Through this quickstart, you will learn how to get started with Lakehouse Analytics on Snowflake.

What You'll Learn

By the end of this quickstart, you will learn how to:

How to Build an Open Lakehouse on Snowflake

Using Snowflake's fully managed, unified query engine that supports open table formats, you can run advanced analytics such as forecasting, anomaly detection, sentiment analysis and time series analysis, on complex data types like VARIANT and geospatial — across all your data sources, wherever they reside.

What is a Catalog Linked Database?

A catalog-linked database is a Snowflake database connected to an external Iceberg REST catalog. Snowflake automatically syncs with the external catalog to detect namespaces and Iceberg tables, and registers the remote tables to the catalog-linked database.

What You'll Build

demo-overview

Prerequisites

During this step you will learn how to run analytics on your lakehouse.

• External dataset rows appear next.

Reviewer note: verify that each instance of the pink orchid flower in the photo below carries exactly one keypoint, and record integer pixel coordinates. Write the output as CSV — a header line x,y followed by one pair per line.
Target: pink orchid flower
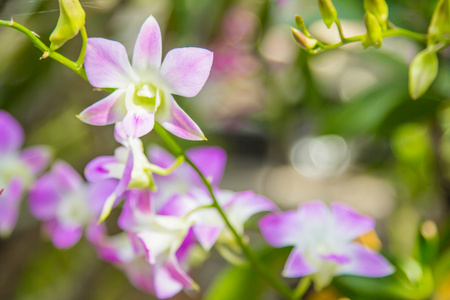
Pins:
x,y
324,242
154,250
144,89
208,226
66,204
129,168
18,169
182,192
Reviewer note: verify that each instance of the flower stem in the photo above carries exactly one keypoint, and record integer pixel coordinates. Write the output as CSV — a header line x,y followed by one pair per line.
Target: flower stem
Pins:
x,y
251,256
80,59
302,287
47,52
419,37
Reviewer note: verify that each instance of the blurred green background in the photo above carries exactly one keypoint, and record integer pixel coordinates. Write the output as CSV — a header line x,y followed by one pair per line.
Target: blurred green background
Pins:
x,y
338,126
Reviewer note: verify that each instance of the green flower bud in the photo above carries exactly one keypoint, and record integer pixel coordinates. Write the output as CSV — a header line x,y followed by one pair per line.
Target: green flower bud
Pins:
x,y
379,9
422,72
440,22
328,12
71,20
374,35
301,25
304,41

Sign up for a Snowflake Free Trial account. Please select AWS as your cloud provider and Enterprise edition for Snowflake. Login to Snowflake home page.

The product reviews data is in AWS S3 bucket in Apache Iceberg table format, and is managed by AWS Glue catalog. Feel free to work with your own datasets from S3 and Glue catalog for this demo.

Follow the documentation to create an external volume and catalog intergration

Download the ipynb from this git repository.

Import the Notebook into Snowflake

Now you have successfully imported the notebook that contains the code.

Before creating a catalog linked database that connects to an AWS Glue catalog, you need to create an external volume on your iceberg tables in S3.

CREATE OR REPLACE EXTERNAL VOLUME exvol_vino
   STORAGE_LOCATIONS =
      (
         (
            NAME = 'my-s3-us-west-2'
            STORAGE_PROVIDER = 'S3'
            STORAGE_BASE_URL = 's3://amazon-product-reviews-dataset/'
            STORAGE_AWS_ROLE_ARN = ''
            STORAGE_AWS_EXTERNAL_ID = 'iceberg_table_external_id'
         )
      )
      ALLOW_WRITES = TRUE;

Secondly, create a catalog integration for AWS Glue catalog using Iceberg REST catalog.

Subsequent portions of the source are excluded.